In complex systems, the features of the three archetypes and three hybrids can on occasion converge into one powerful position, the Hub–Gatekeeper–Pulsetaker, or HGP. Dr. Stephenson nicknames these rarities “Strange Attractors.” These individuals are often unaware of the reach of their influence. HGPs work below the radar. Rarely is an HGP the head of a company.
Dr. Stephenson gained her precise perspective from her early scientific training and by working and studying for years with the deeply reflective anthropologist Per Hage and the mathematician Frank Harary. In fact, the textbook Structural Models in Anthropology, written by her two mentors, is the forerunner of graphic social network analysis as we now use it.
Per Hage was an anthropologist who liked to use stories to show relationships, whereas Frank Harary was known for his pioneering research in graph theory — the study of visual representations of networks and grids. Their work moved social network researchers inexorably toward identifying a basic unit of cultural meaning as “the relationship” rather than taking the traditional anthropological view of “kinship” as the basic unit.
The two men also showed how to use graphic techniques to highlight the nature of the relationships among individuals, groups of people, symbols, and cultural stories. “Cultural” clues unearthed this way could include rules for eating, marriage, gift exchange, or warring. The authors showed how, given a few basic symbols or rules, whole systems of meaning could be decoded in the same way that a few rules of syntax can jump-start an elementary understanding of an unfamiliar language.
In their overview of the history of anthropology, Professors Hage and Harary use famous studies from Margaret Mead, the work of Claude Levi-Strauss, and the characters in novels to portray relationships between and among people, food, bodily fluids, rituals, and reciprocity.
When it was first published, this book demonstrated the power of graphic representations of social connections and engendered a new respect for social network analysis, particularly of organizations.
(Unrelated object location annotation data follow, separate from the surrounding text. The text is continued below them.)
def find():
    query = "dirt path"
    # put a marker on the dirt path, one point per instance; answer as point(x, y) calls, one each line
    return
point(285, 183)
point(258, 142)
Although it is out of print, this brief but dense book is well worth tracking down.
For a more hands-on look at how social networking functions in organizations and how to better manage it, see The Hidden Power of Social Networks, by Rob Cross and Andrew Parker. (Mr. Cross is the coauthor of “The Craft of Connection.”) Their book offers in-the-trenches tips for understanding how social networks, often invisible to management, can save or scuttle an organization.
The authors identify their own set of important networking roles. Their Central Connectors are akin to Mr. Gladwell’s Connectors. The opposite of these central people are the Bottlenecks. They may be ultra-busy managers who travel so much and spend so much time on e-mail and phone calls they don’t have time to connect when others need them. They are similar to Dr. Stephenson’s Gatekeepers; they can hijack or help momentum in getting things done. Information Brokers act like Central Connectors with organizational information. Boundary Spanners may be rare, but could be the kind of people an organization needs to cultivate, to ensure that various departments or groups communicate with one another across functions or regions, and share expertise and knowledge of clients, competitors, and more. The authors give examples of some successful Boundary Spanners, and mention in passing that management can’t dictate that a Boundary Spanner play this role; it’s simply too informal. Management can only provide the permission, recognition, and financial support that allow people who are predisposed to this kind of role to invest themselves in it. Another role in this book is the Peripheral People — including Mavens and experts in the legal, human resources, and technology domains — whom the authors don’t see as being very central to organizational networking.